A little something about me: I grew up in Vermont. My childhood was full of idyllic farm-adjacent experiences: I took class trips to apple orchards and maple sugarhouses; my friends joined the workforce by way of the strawberry fields at the organic farm just down the road from our middle school. I loved visiting hillside dairies run by friends and neighbors, smelling the sweet stink of the barns and running my hands over the cows’ velvety noses.

The farmers I grew up around often had multi-generational ties to their land, and were actively involved in daily operations — transplanting tomatoes in the late spring, or pruning apple trees through the darkest winter days. My lived understanding of the “family farm” was as close to its storybook version as you can get — an ideal baked into the American imagination of agriculture since Thomas Jefferson praised “small landholders” as the “most precious part of the state” in a 1785 letter to James Madison.

After college, I moved back to my hometown, my interest in food systems newly piqued by conversations with the vegan activists I had lived with at school and an enthusiastically underlined copy of The Omnivore’s Dilemma. I became friends with farmers my age, mostly “flatlanders,” folks from out of town who were drawn to southeastern Vermont for its progressive politics and locally centered, entrepreneurial culture — the product of old-school Yankee self-sufficiency combined with back-to-the-land ideals of my boomer parents’ cohort.

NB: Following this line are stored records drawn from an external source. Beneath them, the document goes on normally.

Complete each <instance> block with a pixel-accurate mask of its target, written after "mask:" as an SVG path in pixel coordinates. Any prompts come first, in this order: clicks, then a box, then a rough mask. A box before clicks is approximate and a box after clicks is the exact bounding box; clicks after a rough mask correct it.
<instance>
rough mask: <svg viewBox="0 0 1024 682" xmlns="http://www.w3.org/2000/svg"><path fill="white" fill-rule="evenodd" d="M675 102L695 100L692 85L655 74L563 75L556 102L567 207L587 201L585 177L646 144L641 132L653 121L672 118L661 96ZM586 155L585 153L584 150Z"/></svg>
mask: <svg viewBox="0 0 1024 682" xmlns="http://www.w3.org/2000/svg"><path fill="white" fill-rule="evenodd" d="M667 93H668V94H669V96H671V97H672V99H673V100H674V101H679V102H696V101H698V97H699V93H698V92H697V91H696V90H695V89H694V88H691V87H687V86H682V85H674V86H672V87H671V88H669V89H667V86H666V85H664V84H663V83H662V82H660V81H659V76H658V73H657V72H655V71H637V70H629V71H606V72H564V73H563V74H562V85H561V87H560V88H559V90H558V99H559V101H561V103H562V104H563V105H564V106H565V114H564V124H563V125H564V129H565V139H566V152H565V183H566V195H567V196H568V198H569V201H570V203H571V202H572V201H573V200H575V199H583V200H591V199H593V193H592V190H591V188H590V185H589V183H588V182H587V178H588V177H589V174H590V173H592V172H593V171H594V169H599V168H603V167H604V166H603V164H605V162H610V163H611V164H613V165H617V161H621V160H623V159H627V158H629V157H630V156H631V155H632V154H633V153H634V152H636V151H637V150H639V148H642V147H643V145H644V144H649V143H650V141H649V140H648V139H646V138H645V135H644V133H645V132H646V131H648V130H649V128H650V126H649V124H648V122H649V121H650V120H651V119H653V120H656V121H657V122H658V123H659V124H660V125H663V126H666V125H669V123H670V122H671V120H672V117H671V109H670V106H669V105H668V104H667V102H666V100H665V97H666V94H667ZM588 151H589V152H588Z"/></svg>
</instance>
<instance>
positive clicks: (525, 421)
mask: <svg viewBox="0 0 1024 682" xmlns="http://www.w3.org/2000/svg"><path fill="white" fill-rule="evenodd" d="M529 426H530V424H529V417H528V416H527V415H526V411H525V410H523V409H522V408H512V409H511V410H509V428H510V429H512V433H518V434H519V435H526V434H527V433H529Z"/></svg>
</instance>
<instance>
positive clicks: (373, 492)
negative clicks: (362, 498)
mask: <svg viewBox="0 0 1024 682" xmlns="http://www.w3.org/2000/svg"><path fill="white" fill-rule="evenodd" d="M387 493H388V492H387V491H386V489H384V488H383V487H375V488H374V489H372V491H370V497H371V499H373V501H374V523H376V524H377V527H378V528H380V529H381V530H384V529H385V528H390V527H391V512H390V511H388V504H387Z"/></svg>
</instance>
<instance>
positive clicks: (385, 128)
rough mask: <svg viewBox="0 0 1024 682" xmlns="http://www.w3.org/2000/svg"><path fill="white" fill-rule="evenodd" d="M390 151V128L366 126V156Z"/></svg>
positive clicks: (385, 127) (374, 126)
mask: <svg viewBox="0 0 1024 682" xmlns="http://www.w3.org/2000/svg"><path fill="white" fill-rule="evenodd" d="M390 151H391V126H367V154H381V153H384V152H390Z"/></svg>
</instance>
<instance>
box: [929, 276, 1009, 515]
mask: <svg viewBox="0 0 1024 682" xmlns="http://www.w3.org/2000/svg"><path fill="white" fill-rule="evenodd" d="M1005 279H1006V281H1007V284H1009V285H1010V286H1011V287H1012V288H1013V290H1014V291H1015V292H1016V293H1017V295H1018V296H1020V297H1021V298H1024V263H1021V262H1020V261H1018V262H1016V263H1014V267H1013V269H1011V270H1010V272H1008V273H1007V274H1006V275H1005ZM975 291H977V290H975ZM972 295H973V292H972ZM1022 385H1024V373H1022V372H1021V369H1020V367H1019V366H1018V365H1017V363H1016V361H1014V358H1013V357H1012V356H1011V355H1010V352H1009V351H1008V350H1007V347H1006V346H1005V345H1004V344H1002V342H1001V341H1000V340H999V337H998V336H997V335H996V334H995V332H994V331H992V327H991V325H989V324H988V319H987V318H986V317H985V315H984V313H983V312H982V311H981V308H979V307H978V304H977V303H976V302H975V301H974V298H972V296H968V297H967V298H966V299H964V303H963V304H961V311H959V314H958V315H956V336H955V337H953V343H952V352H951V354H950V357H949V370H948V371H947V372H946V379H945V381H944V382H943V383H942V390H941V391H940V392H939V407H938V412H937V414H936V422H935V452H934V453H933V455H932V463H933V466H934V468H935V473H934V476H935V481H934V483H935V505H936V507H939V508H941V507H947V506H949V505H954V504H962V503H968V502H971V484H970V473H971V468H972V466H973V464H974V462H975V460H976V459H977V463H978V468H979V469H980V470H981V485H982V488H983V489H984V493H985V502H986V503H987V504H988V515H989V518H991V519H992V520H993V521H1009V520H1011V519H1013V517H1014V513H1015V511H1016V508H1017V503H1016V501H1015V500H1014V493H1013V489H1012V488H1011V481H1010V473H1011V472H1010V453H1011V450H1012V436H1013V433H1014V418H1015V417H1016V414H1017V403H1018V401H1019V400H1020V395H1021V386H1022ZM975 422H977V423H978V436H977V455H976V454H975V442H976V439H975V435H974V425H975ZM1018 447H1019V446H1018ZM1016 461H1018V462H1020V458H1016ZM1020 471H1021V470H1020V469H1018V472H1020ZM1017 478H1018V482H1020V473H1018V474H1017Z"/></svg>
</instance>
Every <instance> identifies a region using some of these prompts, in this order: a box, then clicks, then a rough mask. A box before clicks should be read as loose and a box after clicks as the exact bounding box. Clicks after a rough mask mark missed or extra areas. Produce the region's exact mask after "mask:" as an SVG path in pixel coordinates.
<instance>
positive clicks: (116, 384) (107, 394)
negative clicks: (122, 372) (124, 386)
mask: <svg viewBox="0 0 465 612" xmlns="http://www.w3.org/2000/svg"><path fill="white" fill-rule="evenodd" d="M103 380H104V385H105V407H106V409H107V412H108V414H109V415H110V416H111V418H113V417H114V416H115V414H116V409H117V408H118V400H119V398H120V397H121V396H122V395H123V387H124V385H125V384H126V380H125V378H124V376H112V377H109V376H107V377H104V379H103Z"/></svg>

As my friends’ businesses matured, they struggled to secure their own land due to stiff competition from other locals and second-home shoppers from Boston and New York who loved that classic Vermont farmhouse look. The lucky ones had family money they could use as a down payment, or had the good fortune to win a bid on a farm preserved through one of Vermont’s land trusts, or both. Others missed out, and either continued scraping by on leased land and side hustles or found a new way to make a living.

Then I spent a few years in Oregon, and got a closer look at some of the industrial agriculture practices that I had only read about before my move. I worked weekends at a farmers market, and got to know more idealistic young farmers, who aspired to much the same livelihood of my pals back home — a modest, honest living growing vegetables and pasture-raised animals. They faced many of the same barriers to success — chief among them, access to land.

It seemed, to me, a failure of government that it was so hard for the “good kind” of farmers – family farmers, as I thought of them – to find security and make a living growing our country’s food, while bad “industrial” or “corporate” farms seemed to thrive. I became more and more fascinated – obsessed, really – with figuring out how to get to the bottom of this problem: how to  get closer to a world where people who want to feed their communities and treat the earth like a resource that deserves careful tending can attain the exact right square of soil to serve as both the basis for their livelihood and also as their home, their forever place. Farmland and a particular flavor of family-scale “sustainable” farming became almost talismanic to me, the key to unlocking a fantastical, just agrarian society. Then I learned a little more about Iowa.